You can eat the rainbow again with my second recipe, a healthy salmon and pesto salad. You might like to buy a spiralizer, which can be bought online quite cheaply, or you can use a vegetable peeler/julienne grater. Something I would recommend is a Japanese mandolin, which is very useful to get a uniform thickness. Do be careful.
Make sure that all of your vegetables are spanking fresh for the fab flavours. A farmers’ market would be a great place to do the shop. I love the sweetness and the texture of honey roasted cashew nuts. I like this parsley pesto, but some foragers tell me that they have used wild garlic.
Ingredients: Serves 2
250g (9oz) cooked brown rice
2 tbsp soy sauce
1 tbsp rice wine vinegar
2 tsp toasted sesame oil
½ tsp caster sugar
Pinch of chilli flakes (optional)
1 ripe avocado
¼ cucumber
1 sheet of nori seaweed
200g tuna in olive oil, drained
75g frozen edamame beans, thawed
Handful of fresh coriander leaves
Method
1. If using a pouch of rice, cook it in the microwave according to the packet instructions. Leave to cool a little. Fluff up the rice into separate grains and divide between two bowls.

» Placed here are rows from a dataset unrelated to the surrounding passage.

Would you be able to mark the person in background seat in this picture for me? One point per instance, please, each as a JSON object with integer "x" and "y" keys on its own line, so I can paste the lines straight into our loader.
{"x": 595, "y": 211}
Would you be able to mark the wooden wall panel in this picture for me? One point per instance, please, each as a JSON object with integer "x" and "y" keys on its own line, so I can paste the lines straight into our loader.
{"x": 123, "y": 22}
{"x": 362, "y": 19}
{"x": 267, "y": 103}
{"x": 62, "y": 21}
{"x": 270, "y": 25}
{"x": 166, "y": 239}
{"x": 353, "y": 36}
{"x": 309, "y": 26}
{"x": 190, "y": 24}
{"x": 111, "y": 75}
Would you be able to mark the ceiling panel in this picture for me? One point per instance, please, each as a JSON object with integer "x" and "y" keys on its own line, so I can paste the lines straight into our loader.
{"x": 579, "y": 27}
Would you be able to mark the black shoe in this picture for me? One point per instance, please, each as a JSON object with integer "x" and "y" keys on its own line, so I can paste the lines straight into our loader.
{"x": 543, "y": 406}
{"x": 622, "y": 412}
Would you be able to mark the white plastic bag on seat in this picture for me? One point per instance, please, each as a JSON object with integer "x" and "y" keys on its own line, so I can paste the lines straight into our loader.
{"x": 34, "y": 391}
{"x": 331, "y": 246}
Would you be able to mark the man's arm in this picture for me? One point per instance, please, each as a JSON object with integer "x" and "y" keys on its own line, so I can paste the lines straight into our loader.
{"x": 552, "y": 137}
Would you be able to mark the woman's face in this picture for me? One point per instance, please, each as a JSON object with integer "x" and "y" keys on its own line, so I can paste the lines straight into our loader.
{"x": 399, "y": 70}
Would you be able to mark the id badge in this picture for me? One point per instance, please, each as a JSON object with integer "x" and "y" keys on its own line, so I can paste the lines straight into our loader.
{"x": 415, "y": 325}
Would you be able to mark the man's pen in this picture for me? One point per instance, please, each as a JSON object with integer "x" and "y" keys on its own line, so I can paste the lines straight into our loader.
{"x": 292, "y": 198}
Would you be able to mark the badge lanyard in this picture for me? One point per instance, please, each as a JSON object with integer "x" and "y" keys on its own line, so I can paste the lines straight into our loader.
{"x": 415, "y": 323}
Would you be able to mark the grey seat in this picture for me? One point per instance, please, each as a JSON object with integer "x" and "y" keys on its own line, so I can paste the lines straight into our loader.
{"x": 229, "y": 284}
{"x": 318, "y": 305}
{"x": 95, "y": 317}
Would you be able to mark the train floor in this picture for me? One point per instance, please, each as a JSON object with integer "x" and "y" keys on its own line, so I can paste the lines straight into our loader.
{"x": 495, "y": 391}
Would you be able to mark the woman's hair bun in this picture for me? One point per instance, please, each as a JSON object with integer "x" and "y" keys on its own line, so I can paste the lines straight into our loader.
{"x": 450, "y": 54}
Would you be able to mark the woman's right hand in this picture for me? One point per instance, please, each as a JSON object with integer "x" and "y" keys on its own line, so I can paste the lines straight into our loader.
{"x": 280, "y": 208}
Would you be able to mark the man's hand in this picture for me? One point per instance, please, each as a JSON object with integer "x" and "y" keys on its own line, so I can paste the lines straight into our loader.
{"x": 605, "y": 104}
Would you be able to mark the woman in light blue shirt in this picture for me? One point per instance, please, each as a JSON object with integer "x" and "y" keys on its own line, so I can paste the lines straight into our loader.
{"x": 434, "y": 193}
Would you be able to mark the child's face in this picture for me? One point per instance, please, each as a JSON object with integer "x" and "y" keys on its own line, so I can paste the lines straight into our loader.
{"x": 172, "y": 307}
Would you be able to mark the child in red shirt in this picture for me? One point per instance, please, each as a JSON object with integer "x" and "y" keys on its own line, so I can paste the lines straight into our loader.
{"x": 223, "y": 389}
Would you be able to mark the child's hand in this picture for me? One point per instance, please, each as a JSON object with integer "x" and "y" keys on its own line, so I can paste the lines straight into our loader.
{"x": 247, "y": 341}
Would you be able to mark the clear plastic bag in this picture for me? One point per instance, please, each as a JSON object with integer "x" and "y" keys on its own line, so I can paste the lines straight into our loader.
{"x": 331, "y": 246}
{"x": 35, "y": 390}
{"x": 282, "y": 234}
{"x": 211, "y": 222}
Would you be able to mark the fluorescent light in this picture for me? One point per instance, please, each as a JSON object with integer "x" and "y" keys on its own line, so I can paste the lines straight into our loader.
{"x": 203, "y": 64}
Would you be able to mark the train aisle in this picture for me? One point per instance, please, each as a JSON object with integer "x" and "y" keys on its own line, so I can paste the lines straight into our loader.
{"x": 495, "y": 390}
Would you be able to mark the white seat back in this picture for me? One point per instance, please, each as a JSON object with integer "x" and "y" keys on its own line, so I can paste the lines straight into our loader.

2. To make the dressing, pour the soy sauce into a small bowl and add the rice wine vinegar, sesame oil, sugar and chilli flakes (if using). Whisk or stir to combine.
3. Cut the avocado in half and remove the stone, then peel and slice the flesh. Cut the cucumber into quarters and remove the seeds, then cut into matchsticks. Finely shred the nori seaweed.
4. Arrange the tuna, avocado, cucumber and edamame beans in small piles on the rice and drizzle over the dressing. Scatter over the coriander leaves and nori seaweed to serve.

Ingredients: Serves 2
10g fresh flat-leaf parsley
6 tbsp rapeseed oil
1 lemon
2 large carrots
1 beetroot
1 large courgette
Large jug of iced water
200g cooked salmon fillet (shop-bought or leftover)
50g honey-roasted cashew nuts, roughly chopped
Sea salt and freshly ground black pepper
Method
1. To make the parsley pesto, pick the leaves from the parsley and place in a blender with the oil. Grate in the zest of half the lemon and season lightly, then blitz briefly to a coarse purée. Cut the lemon into cheeks and reserve for garnish.
2. Peel the carrots and beetroot, then using a spiraliser, cut the carrots into long, thin spirals. Repeat with the beetroot and courgette. Put each one into a separate bowl of iced water, as this will help the vegetables to crisp up nicely.
3. Drain the vegetables well and quickly pat dry on kitchen paper. Divide between bowls and flake the cooked salmon on top, discarding any skin and stray bones. Drizzle over the parsley pesto. Scatter the honey-roasted cashews and lemon on top.